The initiative is aimed at promoting small businesses and encouraging more tourists to visit the city

NBCUniversal Media, LLC

Mayor Michelle Wu announced the next phase in the All Inclusive Boston campaign promoting small businesses and encouraging tourists to visit the city on Monday morning.

"This campaign is an invitation to explore everything our city has to offer," she said, including its restaurants, parks, different flavors and diverse communities. "We are so excited to be welcoming people from every corner of our state and across the country and the world."

"We are trying to do everything possible to get folks back into our city," Wu added.

She was joined for the announcement by Segun Idowu, chief of economic opportunity and inclusion; Colette Phillips, CEO of Colette Phillips Communications Inc.; Daren Bascome, CEO of Proverb Agency; Martha Sheridan, CEO of the Greater Boston Convention and Visitors Bureau; and Maggie Baxter, vice president of programming at NBC10 Boston, NECN, Telemundo Boston and NBC Sports Boston.

The $2.5 million tourism campaign launched last summer to help drive traffic to local businesses and revive the pandemic-plagued economy.

"On the national stage, people are now talking about Boston," Sheridan said. "It has made a true difference."

Phase two of the campaign involves the investment of an additional $1.5 million to help get the message out about Boston around the country and across the globe.

The second phase of the campaign, called Boston Accents, attempts to put a fresh spin on Boston's often poorly imitated accent, looking to turn it into an asset by leveraging the city's history as the birthplace of America mixed with its culturally and linguistically diverse population.

The campaign is anchored by a video showcasing Boston’s diversity. It highlights Boston’s multicultural, local economy and promotes the city as a welcoming and diverse destination with rich cultural enclaves and many untold stories.

The goal, Phillips said, is to "change the narrative about Boston," but more importantly, to reinvigorate the economy by driving visitors and residents alike to visit some of the traditionally undervisited small businesses in neighborhoods like Roxbury, Chinatown, Dorchester, the South End, and more.

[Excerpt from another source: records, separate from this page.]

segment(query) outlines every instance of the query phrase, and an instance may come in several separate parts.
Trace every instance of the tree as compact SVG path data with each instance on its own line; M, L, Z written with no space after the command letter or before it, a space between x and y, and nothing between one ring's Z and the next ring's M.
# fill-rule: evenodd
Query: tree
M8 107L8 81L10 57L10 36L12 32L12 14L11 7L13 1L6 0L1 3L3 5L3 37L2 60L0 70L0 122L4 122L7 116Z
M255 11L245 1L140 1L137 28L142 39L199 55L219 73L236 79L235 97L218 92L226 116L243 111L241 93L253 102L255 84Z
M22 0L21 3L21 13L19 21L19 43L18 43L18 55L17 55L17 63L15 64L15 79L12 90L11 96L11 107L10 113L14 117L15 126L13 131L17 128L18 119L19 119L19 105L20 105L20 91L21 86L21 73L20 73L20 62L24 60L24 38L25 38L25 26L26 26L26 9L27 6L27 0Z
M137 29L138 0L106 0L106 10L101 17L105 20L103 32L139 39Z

Everyone knows Fenway Park and Faneuil Hall, she said, but there is much more to Boston than that.

"What we're sharing here is a portrait of Boston and her people," Bascome said. "Many times people and places that are sometimes left out of the frame."

"The perceptions we're trying to overcome and reintroduce are going to take some time, but ultimately what we think we'll end up with is a city that is much more competitive as a tourist destination and ultimately will help to support a much more vibrant economy," he added.

Wu said the success of the campaign will hinge on three factors.

"One, a year from now, that our small businesses and our tourism and hospitality industry and all the jobs that represents, we really feel like we're on solid footing, growing and supported," she said. "Second is to really ensure that people's idea and imagining of Boston matches with the reality of our neighborhoods and our communities today. And third is to ensure that even within our city, there's something special for everyone to come and experience in person, even if it's just one neighborhood over from where you are... There is something for everyone in our city and we want all of our neighborhoods and communities to not only be welcoming but connected to each other as well."